Access c variable as an array

Question

I've got moderately stuck, googling the right words can't got me to the right answer. Even worse, I've already done that but my own code example lost somewhere in the source code.

#include <stdio.h>

int main()
{
    short x = 0xABCD;
    char y[2] = { 0xAB, 0xCD };
    printf("%x %x\n", y[0], y[1]);
    printf("%x %x\n", (char *)&x[0], (char *)&x[1]);
}

Basically I need to access individual variable bytes via array by pointer arithmetic, without any calculations, just by type casting.

Answer 1

Put parentheses around your cast:

printf("%x %x\n", ((char *)&x)[0], ((char *)&x)[1]);

Note that endian-ness may change your expected result.

In the future, compile with -Wall to see what the warnings or errors are.

Answer 2

It's somewhat supported in C99. By a process known as type punning via union.

union {
  short s;
  char c[2];
} pun;

pun.s = 0xABCD;
pun.c[0] // reinterprets the representation of pun.s as char[2].
         // And accesses the first byte.

Pointer casting (as long as it's to char*, to avoid strict aliasing violations) is also ok.

short x = 0xABCD;
char *c = (char*)&x;

Answer 3

If you're only bothered about getting the values, you can store the address of the source variable in a char * and increment and dereference the char pointer to print the values of each byte.

Quoting C11, chapter §6.3.2.3

[....] When a pointer to an object is converted to a pointer to a character type, the result points to the lowest addressed byte of the object.
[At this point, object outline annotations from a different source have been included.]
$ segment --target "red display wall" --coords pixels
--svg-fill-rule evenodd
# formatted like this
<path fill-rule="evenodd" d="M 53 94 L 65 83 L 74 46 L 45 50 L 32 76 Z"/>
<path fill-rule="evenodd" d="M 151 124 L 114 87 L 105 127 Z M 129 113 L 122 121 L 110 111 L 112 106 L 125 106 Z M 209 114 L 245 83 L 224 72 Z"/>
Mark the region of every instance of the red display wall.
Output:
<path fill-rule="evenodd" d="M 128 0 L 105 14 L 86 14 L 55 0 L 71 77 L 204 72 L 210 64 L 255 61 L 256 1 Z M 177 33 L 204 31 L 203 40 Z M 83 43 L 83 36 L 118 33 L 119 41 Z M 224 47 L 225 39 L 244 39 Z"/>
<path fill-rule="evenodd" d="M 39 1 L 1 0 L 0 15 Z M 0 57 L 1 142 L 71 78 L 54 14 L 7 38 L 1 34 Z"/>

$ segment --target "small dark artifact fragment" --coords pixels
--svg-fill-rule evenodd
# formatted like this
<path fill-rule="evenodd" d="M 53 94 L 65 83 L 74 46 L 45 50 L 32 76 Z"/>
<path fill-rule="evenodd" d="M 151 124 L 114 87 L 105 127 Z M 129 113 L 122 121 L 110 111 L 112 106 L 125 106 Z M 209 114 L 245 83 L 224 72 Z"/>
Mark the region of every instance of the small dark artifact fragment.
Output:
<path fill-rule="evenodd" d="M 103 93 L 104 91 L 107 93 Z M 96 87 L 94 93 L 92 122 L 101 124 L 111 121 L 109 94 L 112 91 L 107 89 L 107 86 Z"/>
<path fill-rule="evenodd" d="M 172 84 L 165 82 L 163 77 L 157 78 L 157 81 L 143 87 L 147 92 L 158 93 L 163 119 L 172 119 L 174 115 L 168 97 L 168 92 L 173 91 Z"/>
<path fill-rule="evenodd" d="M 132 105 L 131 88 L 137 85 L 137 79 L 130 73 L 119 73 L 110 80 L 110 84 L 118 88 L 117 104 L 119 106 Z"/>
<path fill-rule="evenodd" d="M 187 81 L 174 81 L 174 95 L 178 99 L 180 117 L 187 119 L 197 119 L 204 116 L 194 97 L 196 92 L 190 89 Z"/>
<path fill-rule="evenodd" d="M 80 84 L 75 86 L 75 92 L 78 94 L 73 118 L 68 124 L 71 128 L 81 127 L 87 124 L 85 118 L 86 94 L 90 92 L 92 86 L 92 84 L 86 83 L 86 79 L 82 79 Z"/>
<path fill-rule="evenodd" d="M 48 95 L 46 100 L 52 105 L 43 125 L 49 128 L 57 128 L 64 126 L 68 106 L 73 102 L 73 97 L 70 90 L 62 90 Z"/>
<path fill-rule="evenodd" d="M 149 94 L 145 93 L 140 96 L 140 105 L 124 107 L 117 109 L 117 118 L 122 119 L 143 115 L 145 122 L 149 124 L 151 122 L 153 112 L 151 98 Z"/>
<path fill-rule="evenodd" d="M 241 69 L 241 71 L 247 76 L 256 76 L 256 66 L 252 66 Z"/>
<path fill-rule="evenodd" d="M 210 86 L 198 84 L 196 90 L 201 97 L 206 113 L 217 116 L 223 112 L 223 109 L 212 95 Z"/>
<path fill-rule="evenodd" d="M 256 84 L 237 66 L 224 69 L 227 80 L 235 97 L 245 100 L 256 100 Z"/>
Successive increments of the result, up to the size of the object, yield pointers to the remaining bytes of the object.

Something like (consider pseudo-code, not tested)

#include  <stdio.h>

int main(void)
{
    int src = 0x12345678;
    char * t = &src;

    for (int i = 0; i < sizeof(src); i++)
        printf("%x\t", t[i]);

    return 0;
}

should do it.

---

That said, to elaborate on the accepted answer, the why part:

As per the operator precedence table, array indexing operator has higher precedence over the type-casting, so unless forced explicitly, in the expression

  (char *)&x[0]

the type of x is not changed as expected. So, to enforce the meaningful usage of the type-casting, we need to enclose it into extra par of parenthesis.